Tradução: apareceu o aviso na sua tela? A maquininha integrada (seção 15) resolve a exigência — o pagamento do cartão já sai vinculado à nota, sem trabalho extra no caixa.
Regra fiscal muda: prazos e faixas de faturamento são definidos por cada estado e podem mudar. O sistema mantém os avisos atualizados, mas, na dúvida sobre a obrigação da sua empresa, confirme com o seu contador.
Glossário rápido (sem jargão)
NF-e (modelo 55)
Nota de venda de produto, geralmente entre empresas ou quando o cliente pede nota.
NFC-e (modelo 65)
Nota do consumidor final, do balcão/PDV (o “cupom fiscal” eletrônico).
NFS-e
Nota de serviço, emitida para a prefeitura.
CFOP
Um código que diz o que você está fazendo com o produto (vender, devolver, transferir…). O sistema ajuda a escolher o certo.
DANFE
O “papel” (PDF) que representa a nota — o que acompanha a mercadoria.
Certificado A1
Arquivo digital que é a identidade da empresa para a Receita. Sem ele não se emite nota.

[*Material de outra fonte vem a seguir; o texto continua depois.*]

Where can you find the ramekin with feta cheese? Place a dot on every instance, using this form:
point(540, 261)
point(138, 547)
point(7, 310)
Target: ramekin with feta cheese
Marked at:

ST (Substituição Tributária)
Regime em que o imposto de toda a cadeia é recolhido de uma vez. Tem regras e prazos por estado.
Inutilizar
Avisar oficialmente a Receita que um número de nota que ficou “pulado” não será usado — mantém a numeração íntegra.
SEFAZ
A Secretaria da Fazenda do seu estado — quem autoriza (ou rejeita) as notas.
NCM
Código de 8 dígitos que classifica o produto para a Receita e define os impostos dele.
CT-e (modelo 57)
A nota fiscal do frete — quem transporta carga para terceiros emite um CT-e por serviço.
DACTE
O “papel” (PDF) do CT-e, que acompanha o motorista na viagem.
CC-e (Carta de Correção)
Corrige erros de texto numa nota autorizada (endereço, observação) sem cancelar. Não muda valor nem imposto.
Manifestação
Sua resposta oficial a uma nota emitida contra o seu CNPJ: ciência, confirmação, desconhecimento ou operação não realizada.
Pagamento integrado
Quando o pagamento no cartão sai vinculado à nota fiscal (com os dados da transação dentro dela). Alguns estados já exigem — o sistema avisa na tela de configuração.
NSU
O número que identifica cada transação de cartão na maquininha. Com a maquininha integrada, ele entra na nota sozinho.